At the end of the summer, tomatoes are so plentiful I imagine it’s possible to get sick of them. I never do, though. What is that saying?: When you’re tired of tomatoes, you’re tired of life. Oh, actually that’s a distorted version of Samuel Johnson’s 1777 quotation about life in London. “When a man is tired of London, he is tired of life; for there is in London all that life can afford.”
You could possibly stretch that to the tomato. There is in the tomato all that a food can afford: it is both vegetable and fruit, full of vitamin C, rich in anti-oxidant lycopene, contains a bit of potassium, calcium, vitamin A, vitamins B-6 and B-12, some magnesium, and the perfect amount of sugar.
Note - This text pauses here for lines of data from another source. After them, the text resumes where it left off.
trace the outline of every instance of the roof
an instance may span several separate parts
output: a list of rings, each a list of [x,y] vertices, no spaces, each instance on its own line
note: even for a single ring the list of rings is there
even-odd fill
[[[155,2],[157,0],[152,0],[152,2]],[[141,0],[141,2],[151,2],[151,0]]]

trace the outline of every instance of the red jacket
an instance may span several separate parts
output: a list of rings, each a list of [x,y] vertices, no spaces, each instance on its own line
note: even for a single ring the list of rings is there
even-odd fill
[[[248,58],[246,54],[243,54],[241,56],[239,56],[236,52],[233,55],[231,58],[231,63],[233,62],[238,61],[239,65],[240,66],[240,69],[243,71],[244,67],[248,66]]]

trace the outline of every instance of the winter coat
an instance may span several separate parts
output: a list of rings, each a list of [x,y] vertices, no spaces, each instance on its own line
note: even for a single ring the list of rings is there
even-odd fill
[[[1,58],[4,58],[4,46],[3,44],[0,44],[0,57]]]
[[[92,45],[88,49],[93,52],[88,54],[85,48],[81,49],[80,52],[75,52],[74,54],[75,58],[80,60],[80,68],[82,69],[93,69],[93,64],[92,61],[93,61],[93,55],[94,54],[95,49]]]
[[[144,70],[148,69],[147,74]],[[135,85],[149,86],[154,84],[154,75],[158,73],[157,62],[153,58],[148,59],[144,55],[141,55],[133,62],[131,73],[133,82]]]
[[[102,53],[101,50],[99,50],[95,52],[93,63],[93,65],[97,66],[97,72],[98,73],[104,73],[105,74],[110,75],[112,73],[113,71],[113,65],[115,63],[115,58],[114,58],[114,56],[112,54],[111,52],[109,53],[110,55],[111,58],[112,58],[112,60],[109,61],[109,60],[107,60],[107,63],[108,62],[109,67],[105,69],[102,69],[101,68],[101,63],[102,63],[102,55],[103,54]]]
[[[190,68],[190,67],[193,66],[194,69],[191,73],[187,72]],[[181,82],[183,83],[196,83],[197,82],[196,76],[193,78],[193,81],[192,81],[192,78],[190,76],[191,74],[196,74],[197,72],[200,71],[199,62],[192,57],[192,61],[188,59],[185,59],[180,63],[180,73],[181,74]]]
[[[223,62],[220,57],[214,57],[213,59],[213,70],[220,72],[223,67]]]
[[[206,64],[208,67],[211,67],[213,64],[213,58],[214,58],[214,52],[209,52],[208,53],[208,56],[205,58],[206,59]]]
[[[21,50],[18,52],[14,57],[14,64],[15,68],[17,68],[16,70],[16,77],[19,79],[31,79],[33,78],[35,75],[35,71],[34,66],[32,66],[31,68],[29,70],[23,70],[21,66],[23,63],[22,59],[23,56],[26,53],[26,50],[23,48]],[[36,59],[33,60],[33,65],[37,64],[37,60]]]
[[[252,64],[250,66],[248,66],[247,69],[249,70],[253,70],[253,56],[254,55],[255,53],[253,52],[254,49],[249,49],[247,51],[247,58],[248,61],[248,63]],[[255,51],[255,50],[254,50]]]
You can eat it out of hand with a little salt (preferably over the sink); chop some up in a salad with avocadoes, corn, black beans, diced red onion, cilantro and a sprinkle of lime juice and olive oil (a salad that needs no recipe); or sauté several cut-up tomatoes with a little butter and an onion and toss it with pasta. You can even throw them whole into a freezer bag and take them out of the freezer in a few weeks or months when you’re looking for that distant taste of summer in a slowly-simmered bolognese sauce.
Our favorite summer dinner is the classic BLT, with a few, or a lot, of tomatoes on the side.
I am never tired of tomatoes. And I sure hope that portends good things for my outlook on life.
I suppose the toast is from homemade bread! Yum!
Not this time, but what a good idea! And probably should make some homemade mayonnaise, too.
Any thoughts about green tomatoes…?
Fried green tomatoes is the classic recipe, but I have to admit to never having made them. It always sounded like too much work to bread and fry the slices. However, I might try a New York Times recipe for Green Tomato Salsa Verde once the green tomatoes are piled up in my kitchen. The New York Times has that recipe and a few other green tomato recipes from a few years ago–August 2009, to be exact.